Question

What is the cofficient of Cr^2+?

Answer 1

`2Cr^(2+)`

Explanation:

Start by finding what has been oxidized and what has bee reduced by inspecting the oxidation numbers:

In this case:
`Cr^(2+)(aq) -> Cr^(3+)(aq)`
Is the oxidation
and
`SO_4^(2-)(aq) -> H_2SO_3(aq)`
is the reduction
Start by balancing the half equations for oxygen by adding water:

`SO_4^(2-)(aq) -> H_2SO_3(aq) + H_2O(l)`
(Only the reduction includes oxygen)

Now balance hydrogen by adding protons:

`4H^(+)(aq)+SO_4^(2-)(aq) ->H_2SO_3(aq) + H_2O(l)`
(again, only the reduction involves hydrogen)

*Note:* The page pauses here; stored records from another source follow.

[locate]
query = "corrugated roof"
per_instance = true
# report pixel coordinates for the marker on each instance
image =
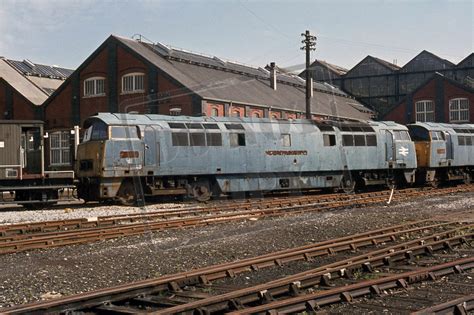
(217, 79)
(35, 82)
(29, 68)
(334, 68)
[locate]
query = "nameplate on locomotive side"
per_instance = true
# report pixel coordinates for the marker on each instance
(286, 152)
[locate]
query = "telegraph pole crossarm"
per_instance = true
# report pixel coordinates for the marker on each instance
(309, 42)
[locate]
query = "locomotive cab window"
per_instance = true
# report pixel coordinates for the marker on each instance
(179, 139)
(286, 140)
(124, 132)
(237, 139)
(197, 139)
(329, 140)
(401, 135)
(97, 131)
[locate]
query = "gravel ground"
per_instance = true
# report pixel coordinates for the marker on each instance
(10, 215)
(42, 274)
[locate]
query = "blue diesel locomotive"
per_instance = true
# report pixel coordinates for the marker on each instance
(127, 156)
(445, 152)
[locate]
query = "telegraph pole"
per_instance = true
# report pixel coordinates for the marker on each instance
(309, 42)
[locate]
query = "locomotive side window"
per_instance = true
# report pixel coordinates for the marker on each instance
(234, 126)
(371, 140)
(468, 140)
(347, 140)
(197, 139)
(286, 140)
(214, 139)
(436, 135)
(177, 125)
(329, 140)
(359, 140)
(237, 139)
(124, 132)
(179, 139)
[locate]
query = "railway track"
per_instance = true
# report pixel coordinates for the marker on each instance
(189, 292)
(22, 237)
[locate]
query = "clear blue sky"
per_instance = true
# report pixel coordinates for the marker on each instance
(65, 32)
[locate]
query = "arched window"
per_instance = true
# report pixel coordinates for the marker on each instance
(424, 110)
(459, 110)
(133, 82)
(235, 113)
(94, 86)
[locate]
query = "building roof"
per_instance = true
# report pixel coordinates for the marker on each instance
(214, 78)
(35, 82)
(422, 85)
(390, 65)
(334, 68)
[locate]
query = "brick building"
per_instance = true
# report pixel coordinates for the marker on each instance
(382, 85)
(438, 99)
(24, 86)
(125, 75)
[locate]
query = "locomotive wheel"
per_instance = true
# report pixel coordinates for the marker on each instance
(201, 193)
(126, 194)
(348, 185)
(467, 178)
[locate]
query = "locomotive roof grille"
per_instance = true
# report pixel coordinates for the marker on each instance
(234, 127)
(457, 130)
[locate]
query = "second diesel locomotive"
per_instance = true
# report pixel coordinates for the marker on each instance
(128, 156)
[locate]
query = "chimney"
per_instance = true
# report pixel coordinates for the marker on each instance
(273, 75)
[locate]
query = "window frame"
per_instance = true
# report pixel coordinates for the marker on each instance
(94, 80)
(458, 111)
(134, 83)
(423, 113)
(64, 148)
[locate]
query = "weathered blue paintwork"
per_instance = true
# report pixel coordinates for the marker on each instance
(278, 154)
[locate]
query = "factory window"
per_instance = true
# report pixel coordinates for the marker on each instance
(179, 139)
(347, 140)
(94, 86)
(133, 83)
(424, 110)
(371, 140)
(286, 140)
(197, 139)
(459, 110)
(359, 140)
(237, 139)
(194, 126)
(214, 139)
(60, 148)
(329, 140)
(214, 112)
(211, 126)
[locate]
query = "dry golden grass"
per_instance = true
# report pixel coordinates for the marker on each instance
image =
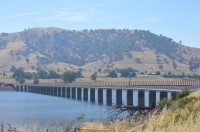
(185, 119)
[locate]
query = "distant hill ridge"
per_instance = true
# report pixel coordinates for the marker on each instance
(43, 46)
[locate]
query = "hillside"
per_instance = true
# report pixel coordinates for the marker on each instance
(55, 48)
(181, 115)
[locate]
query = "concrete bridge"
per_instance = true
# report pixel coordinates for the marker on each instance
(133, 95)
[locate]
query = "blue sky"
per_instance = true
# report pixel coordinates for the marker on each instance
(177, 19)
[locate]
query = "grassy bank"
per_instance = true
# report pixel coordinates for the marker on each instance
(181, 115)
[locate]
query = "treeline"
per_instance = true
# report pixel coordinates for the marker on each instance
(126, 73)
(20, 75)
(183, 75)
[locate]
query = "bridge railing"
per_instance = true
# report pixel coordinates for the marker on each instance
(183, 83)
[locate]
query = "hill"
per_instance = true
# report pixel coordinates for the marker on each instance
(94, 49)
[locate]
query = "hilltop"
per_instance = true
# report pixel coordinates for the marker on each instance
(55, 48)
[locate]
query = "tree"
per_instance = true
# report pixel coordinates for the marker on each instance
(158, 73)
(36, 81)
(69, 76)
(19, 75)
(53, 75)
(28, 75)
(94, 76)
(99, 70)
(112, 74)
(42, 74)
(79, 74)
(13, 68)
(174, 65)
(128, 73)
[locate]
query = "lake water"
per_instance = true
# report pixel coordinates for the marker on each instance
(19, 109)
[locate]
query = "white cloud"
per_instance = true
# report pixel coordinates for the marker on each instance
(151, 19)
(68, 16)
(21, 15)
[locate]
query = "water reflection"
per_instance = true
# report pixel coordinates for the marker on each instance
(24, 108)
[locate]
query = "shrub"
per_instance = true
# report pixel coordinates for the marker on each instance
(165, 103)
(182, 94)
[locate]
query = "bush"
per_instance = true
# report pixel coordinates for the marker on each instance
(182, 94)
(165, 103)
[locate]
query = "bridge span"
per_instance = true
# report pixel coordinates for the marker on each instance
(135, 95)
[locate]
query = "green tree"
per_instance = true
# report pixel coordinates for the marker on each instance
(158, 73)
(128, 73)
(19, 75)
(112, 74)
(36, 81)
(94, 76)
(28, 75)
(42, 74)
(53, 75)
(174, 65)
(79, 74)
(69, 76)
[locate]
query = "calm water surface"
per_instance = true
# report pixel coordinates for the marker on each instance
(25, 108)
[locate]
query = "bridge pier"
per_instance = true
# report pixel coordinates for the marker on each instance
(104, 96)
(169, 94)
(135, 97)
(114, 96)
(146, 98)
(96, 96)
(89, 96)
(157, 97)
(124, 97)
(82, 94)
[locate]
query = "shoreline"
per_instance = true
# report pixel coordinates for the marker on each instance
(7, 89)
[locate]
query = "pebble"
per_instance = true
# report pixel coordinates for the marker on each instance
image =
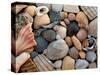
(81, 64)
(57, 7)
(73, 52)
(92, 65)
(71, 16)
(82, 20)
(41, 21)
(93, 28)
(68, 63)
(57, 49)
(41, 44)
(91, 56)
(47, 35)
(68, 41)
(71, 8)
(82, 34)
(58, 64)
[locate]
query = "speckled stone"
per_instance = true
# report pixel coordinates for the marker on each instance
(81, 64)
(91, 56)
(49, 35)
(73, 52)
(68, 63)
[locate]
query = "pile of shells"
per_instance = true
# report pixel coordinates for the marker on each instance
(65, 35)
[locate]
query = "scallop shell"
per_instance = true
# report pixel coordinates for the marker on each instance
(31, 10)
(71, 8)
(91, 12)
(76, 43)
(82, 34)
(93, 28)
(57, 49)
(25, 39)
(41, 21)
(43, 63)
(57, 7)
(17, 8)
(60, 30)
(82, 20)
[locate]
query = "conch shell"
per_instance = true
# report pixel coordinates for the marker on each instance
(25, 39)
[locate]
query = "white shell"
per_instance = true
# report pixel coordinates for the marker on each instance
(57, 49)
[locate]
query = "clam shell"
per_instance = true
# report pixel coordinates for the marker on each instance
(93, 28)
(91, 12)
(68, 63)
(71, 8)
(82, 34)
(57, 49)
(76, 43)
(31, 10)
(57, 7)
(41, 21)
(82, 20)
(60, 30)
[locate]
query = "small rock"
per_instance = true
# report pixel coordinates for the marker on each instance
(92, 65)
(91, 56)
(71, 8)
(73, 52)
(57, 7)
(68, 63)
(81, 64)
(71, 16)
(58, 64)
(82, 54)
(82, 34)
(68, 41)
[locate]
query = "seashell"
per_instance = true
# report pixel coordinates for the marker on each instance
(63, 15)
(54, 16)
(82, 54)
(60, 30)
(22, 20)
(81, 64)
(41, 21)
(31, 10)
(25, 39)
(17, 8)
(72, 28)
(71, 16)
(91, 56)
(51, 25)
(82, 20)
(20, 60)
(91, 12)
(73, 52)
(82, 34)
(92, 43)
(68, 41)
(66, 21)
(92, 65)
(57, 7)
(68, 63)
(43, 63)
(29, 66)
(41, 44)
(42, 4)
(34, 54)
(93, 28)
(57, 49)
(41, 10)
(76, 43)
(49, 35)
(58, 64)
(71, 8)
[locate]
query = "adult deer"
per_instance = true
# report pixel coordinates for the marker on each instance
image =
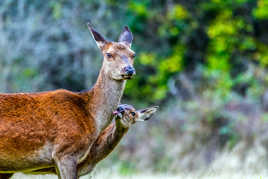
(125, 117)
(58, 128)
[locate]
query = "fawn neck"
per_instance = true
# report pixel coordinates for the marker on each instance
(104, 99)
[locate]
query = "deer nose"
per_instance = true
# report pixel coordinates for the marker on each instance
(129, 70)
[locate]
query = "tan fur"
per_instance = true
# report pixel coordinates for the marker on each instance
(108, 139)
(58, 128)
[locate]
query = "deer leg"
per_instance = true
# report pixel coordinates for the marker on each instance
(66, 168)
(6, 175)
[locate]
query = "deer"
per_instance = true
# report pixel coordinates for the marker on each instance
(58, 128)
(124, 117)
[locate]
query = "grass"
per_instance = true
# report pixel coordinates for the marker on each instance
(206, 175)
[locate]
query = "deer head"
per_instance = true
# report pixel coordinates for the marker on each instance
(118, 57)
(128, 115)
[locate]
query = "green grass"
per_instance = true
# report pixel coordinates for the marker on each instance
(111, 175)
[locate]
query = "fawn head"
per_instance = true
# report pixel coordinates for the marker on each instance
(118, 57)
(128, 115)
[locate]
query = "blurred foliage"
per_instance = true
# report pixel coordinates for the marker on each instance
(204, 61)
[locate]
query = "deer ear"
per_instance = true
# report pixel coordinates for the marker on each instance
(126, 36)
(97, 36)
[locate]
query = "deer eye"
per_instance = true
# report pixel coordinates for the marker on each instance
(109, 55)
(133, 113)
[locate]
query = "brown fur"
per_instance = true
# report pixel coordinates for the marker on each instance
(108, 139)
(58, 128)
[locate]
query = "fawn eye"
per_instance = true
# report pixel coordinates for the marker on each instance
(133, 113)
(109, 55)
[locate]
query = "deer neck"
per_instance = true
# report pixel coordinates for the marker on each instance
(104, 99)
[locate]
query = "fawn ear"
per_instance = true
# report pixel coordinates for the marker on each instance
(146, 114)
(97, 36)
(126, 36)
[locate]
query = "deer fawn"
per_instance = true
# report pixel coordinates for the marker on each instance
(124, 117)
(58, 128)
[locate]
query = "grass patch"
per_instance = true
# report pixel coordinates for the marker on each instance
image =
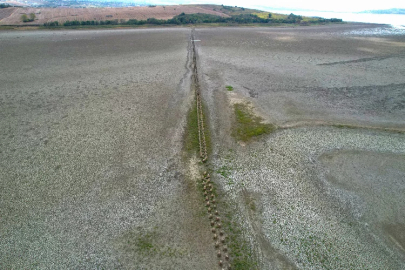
(191, 140)
(248, 125)
(229, 88)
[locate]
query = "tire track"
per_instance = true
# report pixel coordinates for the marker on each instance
(219, 237)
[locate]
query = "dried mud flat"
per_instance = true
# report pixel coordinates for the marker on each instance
(327, 189)
(93, 173)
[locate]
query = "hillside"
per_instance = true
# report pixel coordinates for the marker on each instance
(44, 15)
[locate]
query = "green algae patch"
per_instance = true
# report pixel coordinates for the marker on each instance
(247, 125)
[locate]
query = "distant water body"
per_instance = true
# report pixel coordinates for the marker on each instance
(396, 20)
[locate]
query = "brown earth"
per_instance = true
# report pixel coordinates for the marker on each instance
(44, 15)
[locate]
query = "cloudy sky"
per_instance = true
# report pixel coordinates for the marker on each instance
(320, 5)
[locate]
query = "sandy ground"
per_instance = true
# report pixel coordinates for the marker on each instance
(313, 196)
(91, 129)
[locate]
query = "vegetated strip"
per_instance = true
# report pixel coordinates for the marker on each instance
(197, 18)
(207, 186)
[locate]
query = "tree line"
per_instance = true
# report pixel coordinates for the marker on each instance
(197, 18)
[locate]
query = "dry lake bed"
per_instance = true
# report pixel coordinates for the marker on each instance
(93, 173)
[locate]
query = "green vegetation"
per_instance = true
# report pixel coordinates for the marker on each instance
(202, 18)
(191, 140)
(248, 125)
(25, 18)
(191, 133)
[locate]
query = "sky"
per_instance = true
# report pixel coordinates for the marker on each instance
(319, 5)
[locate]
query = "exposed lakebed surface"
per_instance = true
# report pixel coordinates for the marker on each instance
(92, 170)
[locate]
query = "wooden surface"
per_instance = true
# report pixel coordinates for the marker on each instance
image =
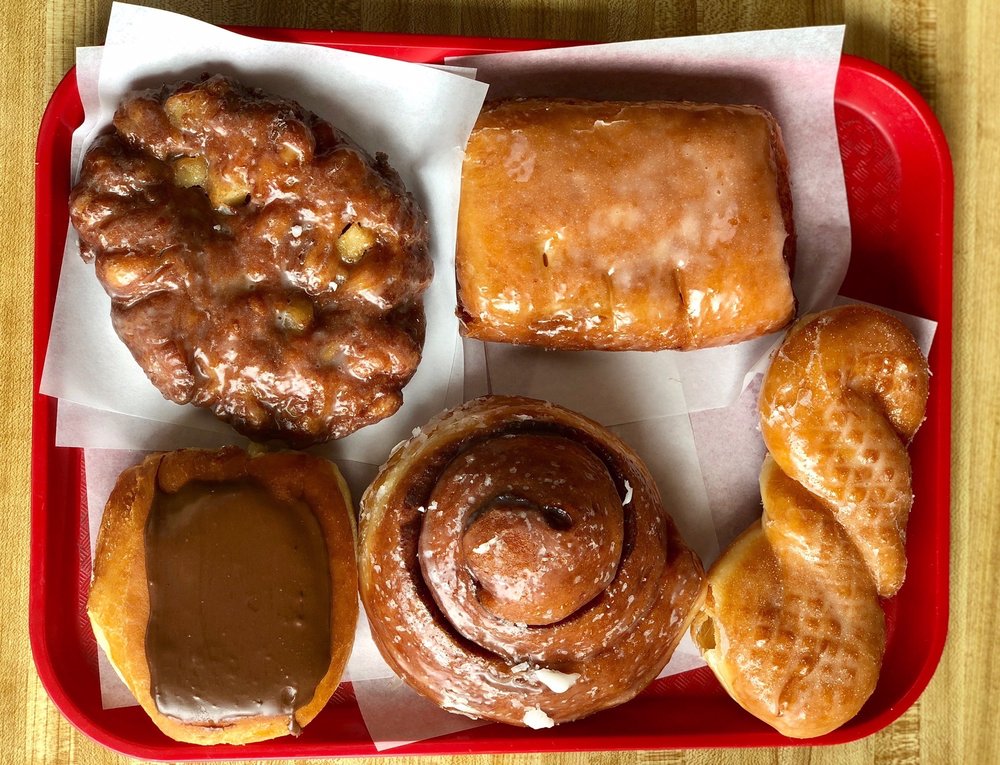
(947, 48)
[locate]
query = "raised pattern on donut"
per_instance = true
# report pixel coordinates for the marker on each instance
(792, 624)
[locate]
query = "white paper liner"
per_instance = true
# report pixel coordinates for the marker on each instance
(385, 105)
(723, 445)
(792, 73)
(706, 465)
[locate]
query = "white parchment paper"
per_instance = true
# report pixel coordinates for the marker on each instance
(790, 72)
(420, 116)
(705, 465)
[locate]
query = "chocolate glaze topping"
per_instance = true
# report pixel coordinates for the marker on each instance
(239, 611)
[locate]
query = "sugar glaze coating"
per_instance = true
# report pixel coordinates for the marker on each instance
(792, 624)
(517, 565)
(624, 225)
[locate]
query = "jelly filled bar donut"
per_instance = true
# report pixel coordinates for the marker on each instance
(622, 226)
(517, 565)
(792, 625)
(259, 262)
(225, 590)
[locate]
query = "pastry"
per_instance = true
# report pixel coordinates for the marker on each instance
(517, 565)
(792, 624)
(624, 226)
(224, 591)
(259, 262)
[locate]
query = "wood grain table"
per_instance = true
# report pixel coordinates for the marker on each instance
(949, 49)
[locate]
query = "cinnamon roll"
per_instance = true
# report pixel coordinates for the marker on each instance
(224, 590)
(517, 565)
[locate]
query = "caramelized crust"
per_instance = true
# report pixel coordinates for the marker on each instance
(119, 600)
(517, 565)
(624, 226)
(792, 625)
(259, 262)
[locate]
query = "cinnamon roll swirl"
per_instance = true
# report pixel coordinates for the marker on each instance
(517, 565)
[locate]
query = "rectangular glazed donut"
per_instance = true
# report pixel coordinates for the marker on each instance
(624, 225)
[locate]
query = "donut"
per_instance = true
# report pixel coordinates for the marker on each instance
(517, 565)
(259, 262)
(792, 624)
(224, 590)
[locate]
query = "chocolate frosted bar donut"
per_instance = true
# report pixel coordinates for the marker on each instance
(624, 226)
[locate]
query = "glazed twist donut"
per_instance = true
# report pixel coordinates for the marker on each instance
(517, 565)
(792, 624)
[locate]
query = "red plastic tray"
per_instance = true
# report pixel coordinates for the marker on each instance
(899, 183)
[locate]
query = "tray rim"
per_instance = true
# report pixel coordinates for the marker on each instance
(43, 409)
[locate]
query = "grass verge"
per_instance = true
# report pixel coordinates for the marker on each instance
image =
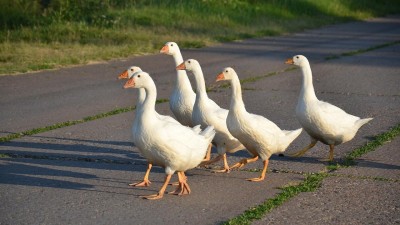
(58, 33)
(313, 181)
(359, 51)
(310, 184)
(70, 123)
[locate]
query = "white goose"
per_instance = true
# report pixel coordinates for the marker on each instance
(206, 112)
(261, 137)
(165, 142)
(127, 74)
(322, 121)
(182, 97)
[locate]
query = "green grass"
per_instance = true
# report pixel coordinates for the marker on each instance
(360, 51)
(70, 123)
(378, 141)
(70, 32)
(313, 181)
(310, 184)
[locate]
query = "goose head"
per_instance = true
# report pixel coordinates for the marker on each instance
(127, 74)
(189, 65)
(298, 60)
(138, 80)
(170, 48)
(227, 74)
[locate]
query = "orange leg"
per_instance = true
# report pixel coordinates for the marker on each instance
(160, 194)
(226, 166)
(243, 162)
(262, 176)
(183, 188)
(216, 159)
(146, 182)
(208, 155)
(331, 147)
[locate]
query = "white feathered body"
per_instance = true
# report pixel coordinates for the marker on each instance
(259, 135)
(321, 120)
(207, 113)
(170, 145)
(326, 122)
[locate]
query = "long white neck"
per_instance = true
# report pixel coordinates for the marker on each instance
(307, 91)
(140, 99)
(201, 92)
(182, 80)
(237, 104)
(148, 107)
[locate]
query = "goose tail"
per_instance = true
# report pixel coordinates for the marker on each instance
(290, 135)
(208, 133)
(361, 122)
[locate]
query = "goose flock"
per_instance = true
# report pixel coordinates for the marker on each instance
(184, 143)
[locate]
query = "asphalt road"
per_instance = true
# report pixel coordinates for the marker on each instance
(79, 174)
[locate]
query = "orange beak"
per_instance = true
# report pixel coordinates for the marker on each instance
(289, 61)
(164, 49)
(220, 77)
(181, 66)
(123, 75)
(130, 83)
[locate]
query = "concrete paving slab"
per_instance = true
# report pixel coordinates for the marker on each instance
(341, 201)
(65, 192)
(40, 99)
(384, 162)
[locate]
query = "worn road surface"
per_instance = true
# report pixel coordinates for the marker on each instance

Now balance each half-equation for charge by adding electrons to the more positive side:
`Cr^(2+) -> Cr^(3+) + e^-`

`4H^(+)+SO_4^(2-)(aq)+2e^- -> H_2SO_3(aq) + H_2O(l)`

And to equalize the electrons, multiply the whole half equation with the least electrons by an integer to equal the other half-equation in the number of electrons, thereby balancing the electrons on both sides of the equation:

`2Cr^(2+) -> 2Cr^(3+) + 2e^-`

Now combine everything and remove the electrons (as they in equal amounts on both sides they can be canceled in this step - otherwise just simplify as far as possible)

`4H^(+)(aq)+SO_4^(2-)(aq)+2Cr^(2+)(aq) -> 2Cr^(3+)(aq)+H_2SO_3(aq) + H_2O(l)`

Now the equation is balanced and we can see that the coefficient to `Cr^(2+)` is 2.